L’article 9 LIR semble être tombé en désuétude au cours du temps. Son application aurait surtout été réservé aux dirigeants d’entreprises internationales venus s’établir au Grand-Duché. Début janvier, dans une expéditive réponse à une question parlementaire de Justin Turpel, le ministre des Finances Pierre Gramegna se borna d’indiquer que « les dernières applications ponctuelles de cet article ont eu lieu à la fin des années quatre-vingt-dix ». Or, de nouveau, « pas d’inventaire sur le nombre d’applications, ni sur l’ordre de grandeur des réductions d’impôt ». La boite noire de l’article 9 LIR reste introuvable. Ce qui semble arranger tout le monde.

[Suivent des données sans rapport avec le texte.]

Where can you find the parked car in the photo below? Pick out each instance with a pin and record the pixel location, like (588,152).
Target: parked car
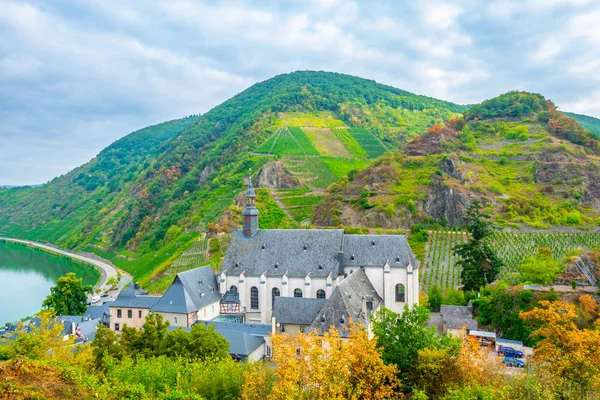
(510,352)
(513,362)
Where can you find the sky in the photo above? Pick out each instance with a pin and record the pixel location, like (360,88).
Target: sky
(77,75)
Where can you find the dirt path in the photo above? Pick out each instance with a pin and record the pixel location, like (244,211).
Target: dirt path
(108,271)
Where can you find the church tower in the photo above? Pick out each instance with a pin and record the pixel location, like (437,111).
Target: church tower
(250,213)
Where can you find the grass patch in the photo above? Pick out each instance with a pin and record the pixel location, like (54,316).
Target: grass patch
(327,143)
(351,144)
(368,142)
(342,166)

Excusables Au niveau du Haut comité de la place financière, sorte de laboratoire confidentiel qui réunit hauts fonctionnaires et représentants de la finance, la question des incitatifs fiscaux pour les salariés hautement spécialisés revient régulièrement à l’ordre du jour. Or l’affaire « Luxleaks » a, ici encore, calmé les ardeurs de la classe politique. La réforme fiscale de 2016 se négociera dans un inconfortable tiraillement entre revendications populaires, impératifs économiques, besoins budgétaires, normes européennes et réputation internationale. À ceci s’ajoutent des contraintes matérielles : la matière fiscale est une nébuleuse hautement technique. Les seuls sauts quantiques, la juridiction fiscale luxembourgeoise les a faits suite à des chocs exogènes : le droit d’enregistrement de l’an VII (1798) fut importé par les troupes révolutionnaires et la Abgabenordnung imposée par les nazis en 1941. Quant à la première loi d’origine luxembourgeoise, elle date de 1967 ; les travaux préparatifs avaient débuté en 1955.

« Je pense qu’il ne doit pas y avoir de tabou dans la discussion [sur la réforme fiscale], pas d’apriori », avait déclaré la haute fonctionnaire du ministère des Finances Pascale Toussing il y a un mois à Paperjam. On peut en douter. Le débat sur l’inégalité systémique entre traitement des revenus du travail et ceux du capital (intérêts, dividendes, plus-values lors de la vente de titres) n’est pas amorcé, et ne le sera probablement pas, pour ne pas porter ombrage aux intérêts de la place financière. Dans son Panorama social 2015 présenté la semaine dernière, la Chambre des salariés a calculé qu’entre deux personnes ayant le même revenu et situés dans la même classe d’imposition, le salarié paie presque six fois plus d’impôts que le rentier.

En 2011, le sociologue Fernand Fehlen avait repris le concept du « cunning state » pour décrire l’appareil d’État luxembourgeois. À une époque où la souveraineté monnayable se rétrécit comme peau de chagrin, « l’État futé doit l’affirmer, la magnifier, voire entretenir l’illusion de sa persistance ». Parions que la grande réforme fiscale en livrera une nouvelle illustration. Entre pratique et principes, le Luxembourg a un penchant inné pour le pragmatisme. Dans une note de bas de page de sa thèse, Alain Steichen cite l’homme politique et d’affaires Antoine Pescatore qui en 1831 constatait que « nous manquons un peu d’esprit public, c’est un grand malheur, mais nous sommes bien excusables, les soucis dus à l’existence absorbent toutes les pensées ». Cette hantise de l’engloutissement n’a jamais lâché le Grand-Duché. Comme si le pays se considérait comme trop faible pour se payer le luxe de l’idéalisme.